I don't understand why they couldn't simply leave my writing alone. Why was it so important to make the point that the Earl of Oxford was
not
gay? The whole argument I am trying to make in this article is that Oxford may be gay, and Hamlet may be effeminate (and therefore meant to be read as gay), but those things shouldn't make us respect him any less. We should be able to love Hamlet and Edward de Vere — and Shakespeare, for that matter — even if they were all gay. And what about de Vere's Italian castrato? But I guess he didn't have testicles after all — so was he ever really a man or even a boy? The final edit was done completely without my permission. I don't know what to do. I can't pull the article once it's published. As I said, I am at my wit's end. I honestly don't see how I can ever be a scholar.
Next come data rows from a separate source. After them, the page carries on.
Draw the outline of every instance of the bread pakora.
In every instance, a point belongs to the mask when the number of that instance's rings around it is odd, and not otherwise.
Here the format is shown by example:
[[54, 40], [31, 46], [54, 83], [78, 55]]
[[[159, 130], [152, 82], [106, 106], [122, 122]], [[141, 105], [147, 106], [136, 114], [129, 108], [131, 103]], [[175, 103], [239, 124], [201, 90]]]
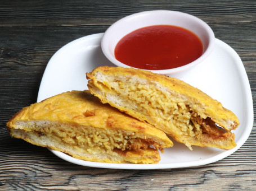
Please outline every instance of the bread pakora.
[[162, 131], [103, 104], [88, 90], [24, 108], [7, 123], [11, 136], [89, 161], [154, 164], [172, 146]]
[[185, 143], [224, 150], [236, 144], [236, 116], [198, 88], [175, 78], [103, 66], [88, 73], [89, 91], [104, 103], [146, 121]]

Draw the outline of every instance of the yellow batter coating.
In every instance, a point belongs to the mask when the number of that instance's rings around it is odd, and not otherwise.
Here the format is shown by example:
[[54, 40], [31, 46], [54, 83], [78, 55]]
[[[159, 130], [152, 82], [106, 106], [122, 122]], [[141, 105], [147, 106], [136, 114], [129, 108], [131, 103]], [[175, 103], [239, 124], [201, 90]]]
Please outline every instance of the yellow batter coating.
[[158, 150], [173, 145], [163, 132], [102, 104], [88, 90], [24, 108], [7, 125], [13, 137], [90, 161], [157, 163]]
[[178, 79], [131, 68], [100, 67], [87, 74], [91, 92], [104, 103], [146, 121], [178, 142], [228, 150], [236, 116], [198, 88]]

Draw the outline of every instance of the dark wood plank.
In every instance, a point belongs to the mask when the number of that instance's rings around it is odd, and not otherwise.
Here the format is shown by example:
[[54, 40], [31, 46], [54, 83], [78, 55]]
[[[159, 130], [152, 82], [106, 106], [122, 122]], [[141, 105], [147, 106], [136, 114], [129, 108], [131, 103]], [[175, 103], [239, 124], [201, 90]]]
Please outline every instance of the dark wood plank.
[[255, 123], [247, 141], [231, 155], [178, 169], [80, 166], [10, 136], [6, 123], [36, 101], [45, 67], [59, 49], [79, 38], [104, 32], [125, 16], [152, 10], [182, 11], [207, 22], [215, 37], [240, 56], [256, 106], [255, 1], [1, 1], [0, 190], [255, 190]]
This little mishap (at one point Goetz actually called it both “little” and “a mishap”) makes me feel
so
depressed. I know I am not supposed to take any of this personally. That's not what it's all about. Maybe I am too “dramatic” to be an academic. Call me crazy, but my sexuality is important to me, and I think Shakespeare's sexuality should be important to everyone. Of course, I might be making such a fuss about this because I know, somewhere, in my heart of hearts, that the reason I was summarily booted out of my theatre company was because of identity politics. I had created a little space for myself where I thought I might still be able to write about the issues that are important to me. I am now feeling quite manic about this; and I know I'm not even supposed to
have
feelings about an essay. I'll tell you something: heterosexuals just don't get it. They just don't get what it means to be gay, and they never will, and I'm beginning to think there's just no point trying to tell them. And if that's true, then there's no point in me writing anymore, there's no point in me creating anything.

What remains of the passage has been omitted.